Alevilik, karakteri açısından cinsiyetsiz, yani cinsiyetin önemsiz olduğu bir dindir olarak tanımlayan Deniz, Alevilik inancında kadınların önemini ise şu şekilde aktardı: “ Cinsiyet, çoklu olarak varlık bulan hayat formlarında değişkenlik gösteren geçici ve dolayısıyla önemsiz bir formdur.  Yani Aleviliğin temeli ruh göçü oluşturduğundan, ruhun farklı cinsiyetlendirilmiş bedenlerde tekrar hayat bulduğu ve geçici olduğu için cinsiyet önemsizdir. Her ne kadar Alevi toplumu erkek egemen bir forma dönüşmüş olsa da Alevilik karakteri gereği bu cinsiyetsiz olma karakterini sürdürür. Bu nedenle dinsel söylemde cinsiyete yönelik hiçbir atıf yoktur.

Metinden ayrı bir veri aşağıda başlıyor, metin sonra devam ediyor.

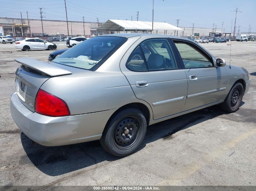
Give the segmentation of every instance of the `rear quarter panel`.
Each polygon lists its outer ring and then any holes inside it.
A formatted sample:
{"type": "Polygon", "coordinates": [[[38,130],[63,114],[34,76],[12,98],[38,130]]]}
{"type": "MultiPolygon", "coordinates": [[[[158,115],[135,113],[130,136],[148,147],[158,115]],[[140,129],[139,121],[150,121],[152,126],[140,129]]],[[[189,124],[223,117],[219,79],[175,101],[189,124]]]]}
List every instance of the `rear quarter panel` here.
{"type": "Polygon", "coordinates": [[[64,100],[71,115],[118,108],[139,102],[147,106],[152,116],[150,106],[136,97],[119,66],[124,53],[139,38],[129,38],[96,71],[52,78],[41,88],[64,100]]]}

Bununla beraber, Alevi toplumu da erkek egemen bir toplumsal formasyona ulaştığı ve bunun dinde bazı erozyonlar oluşturduğu açıktır. Mesela soyun anayanlı oluşundan babayanlı oluşa dönmesi, Alevi ritüellerinin sadece erkek üyelerce yürütülmesi gibi. Bu pratikte fiili olarak geldiği konum. Ancak dinin ana karakterine bakılırsa Alevilikte kadın asli bir role sahiptir. Bunun en temel kaynağı, Alevi toplumuna üyeliğin ancak doğumla kazanılması. Yani Alevi bir anneden bu hakkın edinilmesi. Alevilikte doğumla başlayana üyeliğin anlamı onun çok eski ve kadim bir geleneğe dayanmasından gelmektedir: Ana Tanrıça. Bu da bize en az beş-on bin yıllık bir sürece işaret ediyor. Yahudilik de en az dört-beş bin yıllık bir gelenek olarak buna dayanır. Yani bir Yahudi ancak bir Yahudi anneden doğabilir. Yahudilik bu nedenle Ana Tanrıça geleneğiyle bağlantılı olan en eski dinlerden biridir. Dolayısıyla, her ne kadar erkek egemen toplum üzerinden erillik ön plana çıkarılmış ve ritüelde erkeklerin rolü arttırılmış ve soy devamı erkeğe yöneltilmiş olsa da kadının temel rolü de sarsılamamıştır. Ana'lık kurumu bu yüzden hala önemli bir kurum olarak yerini korumaktadır.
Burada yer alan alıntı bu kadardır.